Network Outage in East Data Centre

Incident Report for Arts Management Systems

Postmortem

We’ve received the Reason for Outage (RFO) from our eastern data centre. The outage at the data centre caused the outage on May 19, 2022.

The following is the content from the RFO:

‌

Root Cause Analysis

The Master Electrician and Senior Facility Technicians determined that due to a physical misconfiguration, a failing power supply had caused a cascading power failure across multiple electrical circuits. An automated transfer switch (ATS) intended to mitigate issues of power failures across multiple circuits had been incorrectly connected to an electrical circuit for a cabinet. That contained the secondary network devices providing redundancy. When the power supply failed in the core network switch in the first cabinet, it caused the breaker on the “A” circuit to trip. The ATS then switched this load to the alternate “B” circuit, that too caused the breaker in the “B” circuit to trip.

‌

Corrective Measures and Mitigation

The Master Electrician and Senior Facility resources immediately identified the incorrect electrical circuit management during the troubleshooting process and rerouted the equipment connections to individual dedicated circuits. Subsequently, it was determined that the ATS devices are not a necessary component of this design as the switches already contain redundant power suppliers, and the introduction of the ATS simply added complexity and resulted in the condition which led to the tripped breaker. As a result, they will be removed in an upcoming maintenance window. The impact of this change is expected to be minimal as all connected devices have redundant power supplies. Further details will be available in forthcoming change communications.
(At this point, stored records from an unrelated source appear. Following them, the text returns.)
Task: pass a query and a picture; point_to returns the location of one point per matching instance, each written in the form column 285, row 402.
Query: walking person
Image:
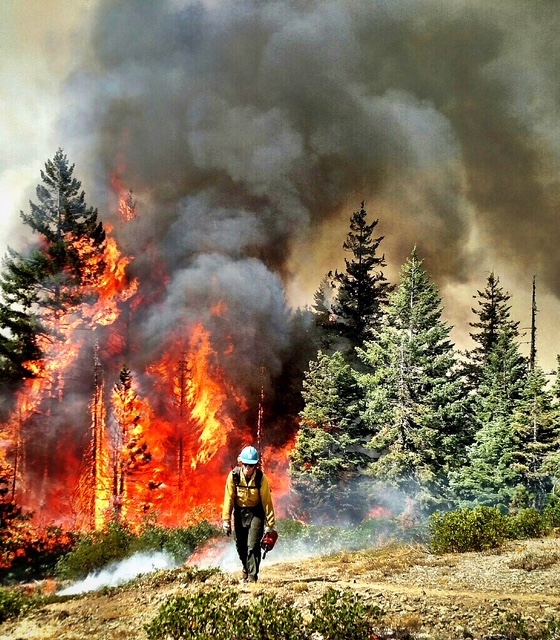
column 247, row 497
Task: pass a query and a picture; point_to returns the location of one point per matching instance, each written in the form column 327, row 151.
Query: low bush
column 339, row 615
column 95, row 551
column 179, row 543
column 14, row 602
column 477, row 529
column 117, row 542
column 526, row 523
column 216, row 614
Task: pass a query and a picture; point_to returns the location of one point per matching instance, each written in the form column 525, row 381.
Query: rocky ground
column 447, row 597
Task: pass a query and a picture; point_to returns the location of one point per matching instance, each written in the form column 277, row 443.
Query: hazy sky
column 250, row 131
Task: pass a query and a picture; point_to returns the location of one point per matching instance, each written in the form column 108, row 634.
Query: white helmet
column 249, row 455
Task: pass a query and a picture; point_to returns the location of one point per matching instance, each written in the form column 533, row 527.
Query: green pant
column 248, row 527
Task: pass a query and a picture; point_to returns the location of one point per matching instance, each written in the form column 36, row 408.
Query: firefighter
column 247, row 496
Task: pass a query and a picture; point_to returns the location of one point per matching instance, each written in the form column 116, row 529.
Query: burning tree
column 130, row 453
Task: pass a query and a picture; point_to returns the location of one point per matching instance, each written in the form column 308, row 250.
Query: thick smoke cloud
column 248, row 129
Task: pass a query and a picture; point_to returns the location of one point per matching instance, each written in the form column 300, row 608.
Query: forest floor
column 438, row 597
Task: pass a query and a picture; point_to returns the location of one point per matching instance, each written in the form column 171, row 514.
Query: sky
column 249, row 132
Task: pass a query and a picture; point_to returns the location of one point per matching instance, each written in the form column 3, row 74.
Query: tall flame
column 156, row 443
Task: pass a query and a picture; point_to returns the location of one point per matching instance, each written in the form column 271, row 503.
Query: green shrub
column 13, row 602
column 179, row 543
column 339, row 615
column 468, row 529
column 95, row 551
column 515, row 627
column 551, row 513
column 216, row 614
column 117, row 542
column 526, row 523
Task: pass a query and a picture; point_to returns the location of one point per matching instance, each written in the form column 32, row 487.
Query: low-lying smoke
column 244, row 128
column 122, row 572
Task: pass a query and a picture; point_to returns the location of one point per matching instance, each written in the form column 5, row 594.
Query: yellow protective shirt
column 246, row 494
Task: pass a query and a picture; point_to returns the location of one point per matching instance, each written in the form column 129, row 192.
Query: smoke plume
column 249, row 131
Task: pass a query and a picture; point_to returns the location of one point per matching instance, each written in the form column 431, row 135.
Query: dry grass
column 390, row 560
column 531, row 561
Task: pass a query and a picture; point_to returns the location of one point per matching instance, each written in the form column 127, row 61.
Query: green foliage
column 219, row 615
column 329, row 449
column 416, row 407
column 361, row 291
column 339, row 615
column 28, row 552
column 14, row 602
column 95, row 551
column 477, row 529
column 482, row 528
column 117, row 541
column 178, row 542
column 366, row 534
column 516, row 627
column 527, row 523
column 493, row 313
column 551, row 513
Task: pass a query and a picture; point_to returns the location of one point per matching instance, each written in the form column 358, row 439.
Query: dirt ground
column 436, row 597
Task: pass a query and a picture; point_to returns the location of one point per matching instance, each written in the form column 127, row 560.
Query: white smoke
column 122, row 572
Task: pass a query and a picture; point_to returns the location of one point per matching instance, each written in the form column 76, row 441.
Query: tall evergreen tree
column 490, row 477
column 535, row 426
column 493, row 312
column 329, row 455
column 415, row 400
column 38, row 288
column 362, row 289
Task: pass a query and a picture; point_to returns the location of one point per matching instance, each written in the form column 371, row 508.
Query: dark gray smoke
column 248, row 129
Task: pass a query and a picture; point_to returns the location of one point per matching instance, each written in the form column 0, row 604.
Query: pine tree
column 535, row 426
column 362, row 289
column 489, row 477
column 415, row 400
column 493, row 313
column 329, row 456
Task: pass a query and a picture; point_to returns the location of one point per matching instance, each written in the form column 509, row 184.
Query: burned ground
column 434, row 596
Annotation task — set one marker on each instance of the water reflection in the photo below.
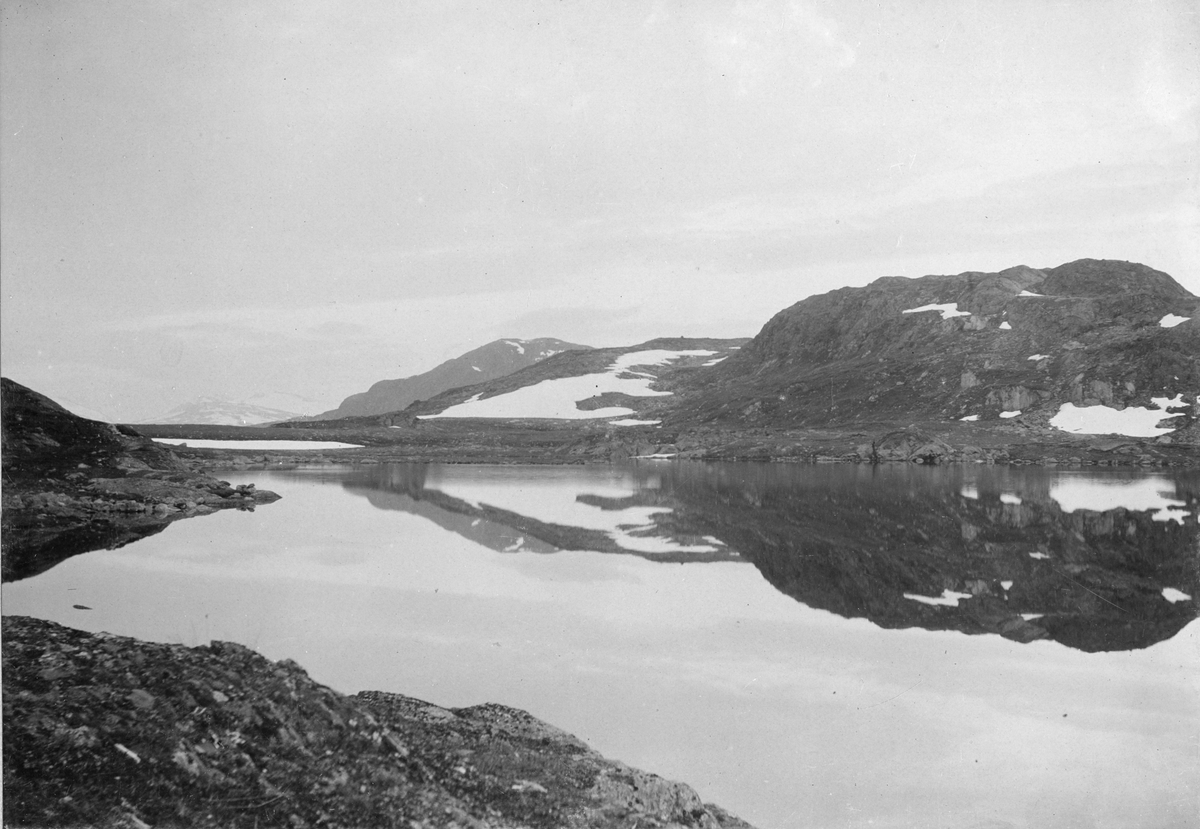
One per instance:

To further mitigate such scenarios, we will be assessing the relocation of the core network equipment to separate MMRs. Details will be communicated once available.

Although we believe this incident to be an edge case, we have initiated an audit of our critical infrastructure to confirm proper configuration across multiple facilities. We expect to complete the audit over the next three months.

Posted Jun 06, 2022 - 16:49 MDT

Resolved

The data centre provider has now acknowledged that the issue is fully resolved. A Postmortem will be attached to this incident, once we're provided with the Reason for Outage from our data centre provider.

Posted May 19, 2022 - 17:33 MDT

Update

We've been informed that 3 data centres, including ours, were affected in the Montréal area. Our provider will be creating a detailed RFO (Reason for Outage) once the incident has been fully resolved. That RFO will be posted here, once it's made available to us.

Posted May 19, 2022 - 16:32 MDT

Monitoring

Network connection has been restored. Continuing to watch.

Posted May 19, 2022 - 16:18 MDT

Update

We are continuing to monitor the issue. The network remains inaccessible.

Posted May 19, 2022 - 16:16 MDT

Identified

We are continuing to monitor the issue, while our data centre provider works on their network connection.

Posted May 19, 2022 - 15:58 MDT

Update

We've been advised from the data centre provider on the network provider.

"Please be advised that we are currently experiencing a network outage at our location
Our senior resources are working to resolve this as soon as possible.
We will provide an update as soon as possible."

Posted May 19, 2022 - 15:47 MDT

Update

We are continuing to investigate this issue.

Posted May 19, 2022 - 15:45 MDT

Investigating

We are currently experiencing a network outage at the east data centre. We're working with the data centre provider to determine what the source of the issue is.

Posted May 19, 2022 - 15:31 MDT

This incident affected: Web Sales (East) and TM Desktop Database Access (East).